What Can MNCs Do in Response to the ICJAL?
- Continue to monitor new ICJAL guidance and implementing rules, and foreign criminal enforcement and settlement cases involving China. The ICJAL was only recently enacted, and additional guidance and implementing rules could be promulgated to answer some of the questions raised in this article. At the same time, new enforcement cases could signal the approach taken by both the PRC authorities and foreign criminal agencies, including how the DOJ will interpret the ICJAL’s impact on cooperation credit, going forward.

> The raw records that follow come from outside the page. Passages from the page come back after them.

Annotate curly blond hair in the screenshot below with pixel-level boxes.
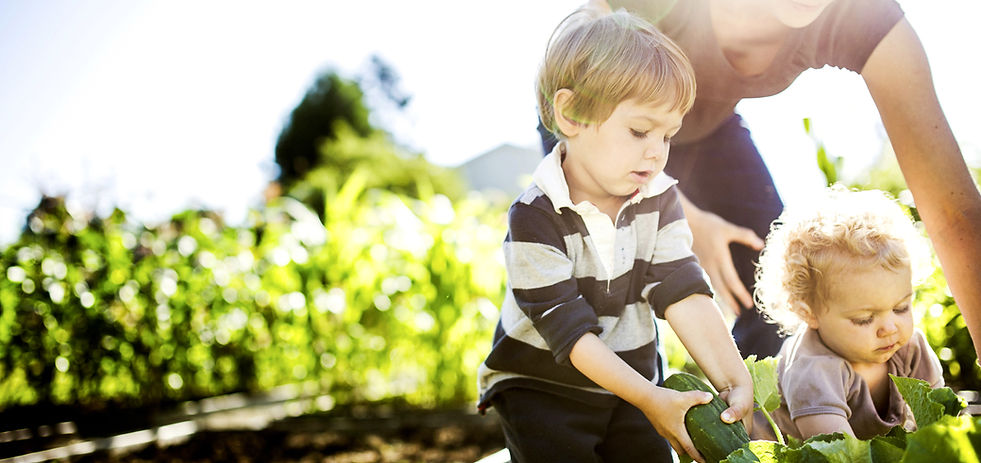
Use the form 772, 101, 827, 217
754, 186, 926, 333
536, 7, 695, 139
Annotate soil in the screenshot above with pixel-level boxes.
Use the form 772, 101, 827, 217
71, 411, 504, 463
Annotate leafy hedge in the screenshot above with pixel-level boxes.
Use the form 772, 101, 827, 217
0, 170, 504, 409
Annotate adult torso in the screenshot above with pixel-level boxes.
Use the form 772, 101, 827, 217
610, 0, 902, 143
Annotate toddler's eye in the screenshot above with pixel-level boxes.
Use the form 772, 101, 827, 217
852, 315, 875, 326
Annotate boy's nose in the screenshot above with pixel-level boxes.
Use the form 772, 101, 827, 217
644, 143, 668, 159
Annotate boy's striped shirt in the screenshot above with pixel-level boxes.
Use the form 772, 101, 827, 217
478, 148, 711, 409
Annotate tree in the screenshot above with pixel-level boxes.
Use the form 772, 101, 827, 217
276, 71, 373, 190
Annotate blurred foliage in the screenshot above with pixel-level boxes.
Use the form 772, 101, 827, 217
804, 120, 981, 391
275, 57, 465, 225
0, 179, 504, 408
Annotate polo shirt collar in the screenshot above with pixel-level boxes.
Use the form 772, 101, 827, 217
532, 141, 678, 214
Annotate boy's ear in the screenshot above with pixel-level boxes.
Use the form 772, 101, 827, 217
552, 88, 583, 138
793, 301, 820, 330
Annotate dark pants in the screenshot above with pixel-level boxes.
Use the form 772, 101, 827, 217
538, 114, 783, 358
491, 388, 671, 463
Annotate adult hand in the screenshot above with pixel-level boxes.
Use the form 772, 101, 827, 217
638, 388, 712, 462
682, 200, 763, 317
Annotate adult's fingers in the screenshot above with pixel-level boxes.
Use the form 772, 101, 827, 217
722, 253, 753, 316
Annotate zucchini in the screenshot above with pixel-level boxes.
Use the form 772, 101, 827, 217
664, 372, 749, 463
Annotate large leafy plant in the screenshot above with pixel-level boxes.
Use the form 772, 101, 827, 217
723, 358, 981, 463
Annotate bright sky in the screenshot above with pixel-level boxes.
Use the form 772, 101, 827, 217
0, 0, 981, 245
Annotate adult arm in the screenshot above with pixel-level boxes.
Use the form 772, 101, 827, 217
681, 194, 763, 316
862, 18, 981, 362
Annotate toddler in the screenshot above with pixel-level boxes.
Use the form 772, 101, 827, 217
756, 187, 943, 439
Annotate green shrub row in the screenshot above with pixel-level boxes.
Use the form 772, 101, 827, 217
0, 170, 504, 409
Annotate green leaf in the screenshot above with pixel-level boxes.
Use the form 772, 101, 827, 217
889, 374, 966, 428
744, 355, 780, 413
869, 437, 906, 463
927, 387, 967, 416
802, 433, 872, 463
723, 434, 841, 463
744, 355, 784, 445
902, 415, 981, 463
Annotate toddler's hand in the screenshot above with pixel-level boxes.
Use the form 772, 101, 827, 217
640, 388, 712, 462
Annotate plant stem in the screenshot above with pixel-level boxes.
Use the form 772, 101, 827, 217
757, 407, 787, 445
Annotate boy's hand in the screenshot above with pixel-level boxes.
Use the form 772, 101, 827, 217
719, 386, 754, 434
639, 388, 712, 462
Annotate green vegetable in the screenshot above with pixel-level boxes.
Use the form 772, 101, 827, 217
664, 373, 749, 463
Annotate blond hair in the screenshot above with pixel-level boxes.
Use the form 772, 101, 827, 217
537, 8, 695, 138
754, 186, 926, 333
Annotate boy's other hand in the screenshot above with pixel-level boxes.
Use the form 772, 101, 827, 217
641, 388, 712, 463
719, 386, 754, 434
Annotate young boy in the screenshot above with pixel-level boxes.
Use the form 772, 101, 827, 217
479, 9, 753, 462
754, 188, 943, 439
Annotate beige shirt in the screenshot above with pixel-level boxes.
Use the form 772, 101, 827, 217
772, 328, 944, 439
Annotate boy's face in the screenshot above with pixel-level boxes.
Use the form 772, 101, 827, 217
807, 265, 913, 367
562, 100, 684, 205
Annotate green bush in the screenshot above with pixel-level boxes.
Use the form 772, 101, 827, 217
0, 171, 504, 409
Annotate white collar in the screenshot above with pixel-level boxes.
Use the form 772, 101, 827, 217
532, 142, 678, 214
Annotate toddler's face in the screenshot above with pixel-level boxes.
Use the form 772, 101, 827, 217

- Consider the ICJAL requirements early in the process. If an MNC is facing potential criminal proceedings or considering voluntary disclosure to foreign enforcement agencies, it will be important to consider the ICJAL’s requirements early in the process. The MNC may need to (possibly with guidance from appropriate counsel) liaise with relevant PRC authorities and understand the applicability of the ICJAL and how the PRC authorities will undertake the necessary procedures. This will also help the MNC to manage time expectation of the PRC authorities. Those considerations will need to be factored into the disclosure and cooperation process.
- Manage communications between the foreign and the PRC authorities. A notable challenge for MNCs will be to avoid having to make a choice of being deemed uncooperative by a foreign regulator or risking violating the ICJAL’s requirements—the proverbial “between a rock and a hard place.” Hence, it is important for the MNC to timely and effectively communicate the issues to the respective regulators and authorities, and appropriately manage communications among those regulators and authorities.
- Consider potential PRC enforcement impact. The MNCs would need to weigh the potential outgrowth of PRC enforcement risks from the request and approval process at related PRC authorities. An effective strategy on responding to such potential enforcement will avoid the MNC having to face parallel enforcement cases unprepared.
The ICJAL presents new challenges for MNCs doing business in China. Balancing the expectations of foreign enforcement regimes with PRC legal requirements will be key to successfully navigating a complex cross-border enforcement scenario.